Im Spiel um die wirtschaftlichen Gleichgewichte des Staates kann das jüngste Versprechen Macrons, 200 Milliarden Euro in die Erneuerung der Ausrüstung der Streitkräfte und ihre Reorganisation nach einem modernisierten Schlüssel zu investieren, begleitet von einer Andeutung der möglichen Wiedereinführung der Wehrpflicht, nicht zum Nulltarif erwartet werden. Kosten, die natürlich sofort und wie immer vollständig auf den Schultern der Steuerzahler, der Arbeitnehmer, der Jugendlichen, der Frauen und derjenigen, die an der Grenze zwischen Arbeitslosigkeit und “Schwarzarbeit” leben, lasten. Das macht es dem diensthabenden “Mario Antonietto” unmöglich, auch nur Brioches anzubieten, um den Zorn der Öffentlichkeit zu besänftigen.

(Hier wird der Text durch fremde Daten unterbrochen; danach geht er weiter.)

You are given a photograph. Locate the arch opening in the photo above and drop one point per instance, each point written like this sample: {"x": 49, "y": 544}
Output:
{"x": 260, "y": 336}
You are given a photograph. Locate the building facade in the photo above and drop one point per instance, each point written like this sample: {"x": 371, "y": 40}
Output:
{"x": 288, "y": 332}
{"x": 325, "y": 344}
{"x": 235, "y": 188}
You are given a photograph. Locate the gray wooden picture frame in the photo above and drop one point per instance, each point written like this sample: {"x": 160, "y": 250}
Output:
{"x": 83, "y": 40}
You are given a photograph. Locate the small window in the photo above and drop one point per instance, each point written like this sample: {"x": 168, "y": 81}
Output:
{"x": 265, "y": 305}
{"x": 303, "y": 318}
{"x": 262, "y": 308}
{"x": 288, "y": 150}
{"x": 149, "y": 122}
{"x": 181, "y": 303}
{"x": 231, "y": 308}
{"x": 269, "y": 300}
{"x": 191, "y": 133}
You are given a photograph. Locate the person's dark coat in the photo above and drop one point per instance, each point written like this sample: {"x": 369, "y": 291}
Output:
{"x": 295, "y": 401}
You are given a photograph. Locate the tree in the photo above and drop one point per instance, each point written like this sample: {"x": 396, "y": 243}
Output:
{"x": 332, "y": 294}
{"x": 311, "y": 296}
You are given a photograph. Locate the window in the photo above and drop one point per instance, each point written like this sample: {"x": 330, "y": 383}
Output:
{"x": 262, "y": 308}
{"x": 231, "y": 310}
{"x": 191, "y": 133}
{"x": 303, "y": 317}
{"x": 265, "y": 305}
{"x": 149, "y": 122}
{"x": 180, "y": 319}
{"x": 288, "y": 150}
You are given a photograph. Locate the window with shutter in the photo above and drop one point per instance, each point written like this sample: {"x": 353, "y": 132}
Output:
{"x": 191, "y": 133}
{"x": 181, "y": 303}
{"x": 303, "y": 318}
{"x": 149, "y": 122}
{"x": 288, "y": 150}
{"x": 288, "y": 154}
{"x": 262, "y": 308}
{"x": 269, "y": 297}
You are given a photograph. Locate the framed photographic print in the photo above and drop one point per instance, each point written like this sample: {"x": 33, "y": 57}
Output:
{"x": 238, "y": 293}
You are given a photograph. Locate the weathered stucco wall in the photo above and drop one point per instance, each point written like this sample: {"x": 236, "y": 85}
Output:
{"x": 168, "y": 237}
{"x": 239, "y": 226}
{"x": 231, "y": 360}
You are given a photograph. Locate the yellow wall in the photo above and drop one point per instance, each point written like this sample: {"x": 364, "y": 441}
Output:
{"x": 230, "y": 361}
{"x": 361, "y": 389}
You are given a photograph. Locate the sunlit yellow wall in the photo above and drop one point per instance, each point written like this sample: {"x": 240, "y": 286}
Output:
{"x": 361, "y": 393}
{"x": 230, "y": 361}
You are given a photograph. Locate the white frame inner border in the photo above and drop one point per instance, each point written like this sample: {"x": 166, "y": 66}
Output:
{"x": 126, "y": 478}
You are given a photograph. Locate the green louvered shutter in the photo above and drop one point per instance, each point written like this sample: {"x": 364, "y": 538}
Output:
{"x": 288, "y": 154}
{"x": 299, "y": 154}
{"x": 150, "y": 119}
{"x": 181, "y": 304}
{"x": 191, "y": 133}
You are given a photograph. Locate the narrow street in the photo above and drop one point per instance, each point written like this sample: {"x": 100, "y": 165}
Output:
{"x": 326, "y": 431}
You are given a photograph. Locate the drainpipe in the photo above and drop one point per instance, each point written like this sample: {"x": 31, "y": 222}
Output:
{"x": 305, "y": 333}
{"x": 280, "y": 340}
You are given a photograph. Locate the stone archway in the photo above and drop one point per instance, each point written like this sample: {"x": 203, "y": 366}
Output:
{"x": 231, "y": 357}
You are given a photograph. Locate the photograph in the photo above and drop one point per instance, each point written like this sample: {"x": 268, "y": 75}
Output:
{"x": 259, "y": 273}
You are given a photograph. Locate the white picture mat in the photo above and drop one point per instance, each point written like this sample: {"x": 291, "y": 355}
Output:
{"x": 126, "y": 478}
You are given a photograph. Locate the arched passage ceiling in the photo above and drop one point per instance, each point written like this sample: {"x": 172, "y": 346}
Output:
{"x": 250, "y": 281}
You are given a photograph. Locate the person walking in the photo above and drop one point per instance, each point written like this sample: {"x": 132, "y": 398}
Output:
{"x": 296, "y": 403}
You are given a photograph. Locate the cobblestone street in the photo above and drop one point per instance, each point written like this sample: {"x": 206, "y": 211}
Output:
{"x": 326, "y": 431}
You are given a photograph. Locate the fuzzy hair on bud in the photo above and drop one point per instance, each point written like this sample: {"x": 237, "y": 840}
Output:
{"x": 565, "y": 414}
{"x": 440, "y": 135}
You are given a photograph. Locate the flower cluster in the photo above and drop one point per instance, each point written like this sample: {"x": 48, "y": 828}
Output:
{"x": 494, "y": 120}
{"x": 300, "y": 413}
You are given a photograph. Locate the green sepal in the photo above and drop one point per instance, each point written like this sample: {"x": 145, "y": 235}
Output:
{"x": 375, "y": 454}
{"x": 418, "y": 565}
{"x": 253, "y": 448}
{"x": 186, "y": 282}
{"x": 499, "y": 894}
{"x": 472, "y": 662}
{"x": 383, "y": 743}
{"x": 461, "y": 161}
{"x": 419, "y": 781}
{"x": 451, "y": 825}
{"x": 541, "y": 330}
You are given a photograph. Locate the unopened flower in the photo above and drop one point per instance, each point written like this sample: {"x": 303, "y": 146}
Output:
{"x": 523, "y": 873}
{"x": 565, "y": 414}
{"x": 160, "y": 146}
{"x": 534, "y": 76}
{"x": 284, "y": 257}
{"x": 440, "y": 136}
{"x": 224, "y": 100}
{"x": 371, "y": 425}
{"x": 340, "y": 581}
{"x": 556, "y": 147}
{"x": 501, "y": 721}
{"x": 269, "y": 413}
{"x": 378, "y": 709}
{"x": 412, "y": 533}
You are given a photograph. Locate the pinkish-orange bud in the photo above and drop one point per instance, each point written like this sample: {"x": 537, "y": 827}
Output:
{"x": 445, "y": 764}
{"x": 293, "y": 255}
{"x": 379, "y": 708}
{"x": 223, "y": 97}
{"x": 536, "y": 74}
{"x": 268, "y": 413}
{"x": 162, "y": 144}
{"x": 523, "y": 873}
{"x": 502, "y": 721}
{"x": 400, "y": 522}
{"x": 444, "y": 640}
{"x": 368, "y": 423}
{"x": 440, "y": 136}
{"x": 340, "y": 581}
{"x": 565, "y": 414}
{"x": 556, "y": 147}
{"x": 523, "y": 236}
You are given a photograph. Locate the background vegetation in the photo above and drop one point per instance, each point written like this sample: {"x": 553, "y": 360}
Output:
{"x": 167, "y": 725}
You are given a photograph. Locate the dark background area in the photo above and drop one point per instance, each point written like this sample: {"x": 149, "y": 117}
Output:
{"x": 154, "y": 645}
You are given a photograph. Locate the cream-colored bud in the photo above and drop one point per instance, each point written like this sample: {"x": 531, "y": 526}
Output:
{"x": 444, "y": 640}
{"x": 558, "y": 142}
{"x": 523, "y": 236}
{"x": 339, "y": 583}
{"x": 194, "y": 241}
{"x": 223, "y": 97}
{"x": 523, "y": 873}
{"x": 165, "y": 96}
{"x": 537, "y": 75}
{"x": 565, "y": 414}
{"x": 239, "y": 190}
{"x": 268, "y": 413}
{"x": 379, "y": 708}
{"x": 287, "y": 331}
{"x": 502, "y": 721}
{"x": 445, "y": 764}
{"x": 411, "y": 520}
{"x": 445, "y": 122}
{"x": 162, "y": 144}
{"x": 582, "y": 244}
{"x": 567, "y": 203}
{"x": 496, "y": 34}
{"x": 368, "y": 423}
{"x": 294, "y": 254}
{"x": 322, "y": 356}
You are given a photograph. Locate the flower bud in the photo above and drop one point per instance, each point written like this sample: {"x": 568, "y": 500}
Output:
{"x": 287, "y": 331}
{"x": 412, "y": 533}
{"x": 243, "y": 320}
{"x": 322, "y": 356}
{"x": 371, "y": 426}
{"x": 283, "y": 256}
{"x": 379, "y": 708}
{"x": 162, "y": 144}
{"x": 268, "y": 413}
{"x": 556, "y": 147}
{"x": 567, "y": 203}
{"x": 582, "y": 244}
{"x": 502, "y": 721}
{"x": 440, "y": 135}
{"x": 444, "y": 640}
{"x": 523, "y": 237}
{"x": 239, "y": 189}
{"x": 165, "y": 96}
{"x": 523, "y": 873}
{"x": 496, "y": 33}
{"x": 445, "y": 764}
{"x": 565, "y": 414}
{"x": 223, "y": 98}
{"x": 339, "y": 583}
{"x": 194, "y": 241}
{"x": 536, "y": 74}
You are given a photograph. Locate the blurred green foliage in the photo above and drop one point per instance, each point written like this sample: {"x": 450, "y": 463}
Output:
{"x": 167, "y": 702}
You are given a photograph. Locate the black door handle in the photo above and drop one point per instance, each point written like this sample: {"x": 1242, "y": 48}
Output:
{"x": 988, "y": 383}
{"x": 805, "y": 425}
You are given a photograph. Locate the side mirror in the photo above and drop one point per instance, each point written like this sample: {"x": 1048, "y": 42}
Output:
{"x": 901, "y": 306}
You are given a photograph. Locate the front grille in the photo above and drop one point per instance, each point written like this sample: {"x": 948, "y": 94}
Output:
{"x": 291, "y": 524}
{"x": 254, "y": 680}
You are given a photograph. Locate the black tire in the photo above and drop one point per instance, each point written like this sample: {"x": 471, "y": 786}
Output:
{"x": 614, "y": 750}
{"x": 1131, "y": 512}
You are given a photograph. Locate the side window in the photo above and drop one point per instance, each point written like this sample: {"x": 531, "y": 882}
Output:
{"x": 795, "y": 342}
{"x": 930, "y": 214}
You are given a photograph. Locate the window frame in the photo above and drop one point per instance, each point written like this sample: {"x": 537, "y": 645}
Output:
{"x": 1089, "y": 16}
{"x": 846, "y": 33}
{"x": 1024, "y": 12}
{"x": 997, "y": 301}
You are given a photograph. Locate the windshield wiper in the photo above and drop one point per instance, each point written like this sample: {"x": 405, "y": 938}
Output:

Ja, es muss also wie in Frankreich ein Klassenwiderstand geleistet werden.

Ein breiter, hartnäckiger sozialer Kampf, bis zum bitteren Ende und ohne Rücksicht auf die Gegner, ist die einzige mögliche Form des Kampfes, zu dem uns der heutige Kapitalismus zwingt. Sowohl für soziale Forderungen als auch für den Widerstand gegen die Opfer, die uns bereits für den Krieg auferlegt werden. Machen wir uns das zunutze und zeigen wir damit, dass der Kampf gegen das Kapital und seine Funktionäre und der Kampf gegen den Krieg im Grunde genommen ein und dasselbe sind (5), denn jeder soziale Kampf dieser Größenordnung stellt notwendigerweise die Initiative des Kapitals in Frage und untergräbt sie. Auch und gerade den Krieg.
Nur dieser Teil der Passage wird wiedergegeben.